Archaeological remains dating back to the last Ice Age have been found during work to upgrade a major road in Nottinghamshire.The remains, along with Iron Age and Roman settlements, were uncovered during work to upgrade the A46 between Newark and Widmerpool.
The Highways Agency said the finds included ancient flint tools and flint knapping debris dating back to about 11,000 BC - around the end of the last Ice Age when Stone Age hunter-gathers returned as the climate began to warm up.
A46 Highways Agency project manager Geoff Bethel said: "As the A46 follows the route of the old Roman road, we expected to uncover a number of artefacts from Roman Britain and we were not disappointed.
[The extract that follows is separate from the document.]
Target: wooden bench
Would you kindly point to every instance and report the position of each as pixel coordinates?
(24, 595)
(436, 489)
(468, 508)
"But to uncover such rare flint tools dating back to the end of the Ice Age was very exciting."
Evidence of such early people had been found in caves, but the pieces of flint found at Farndon appeared to show these people were making things out in the open, possibly in a temporary campsite, the Highways Agency said.
The archaeology excavations also provided insight into the Iron Age and Roman communities that used to live in the area.
Evidence of an Iron Age settlement at Owthorpe Junction, just east of Cotgrave, Nottinghamshire, was uncovered, and a 4,000-year-old Neolithic circular monument with eight Bronze Age burials was found further north at Stragglethorpe junction.
The archaeological team uncovered part of the settlement that lined the road leading into the town, including Roman timber buildings, rubbish pits, wells and track ways, as well as a number of burials, all dating back around 2,000 years.
Phil Harding, Stone Age expert and presenter of Channel 4's Time Team, worked on the excavations as a field archaeologist for Cotswold Wessex Archaeology.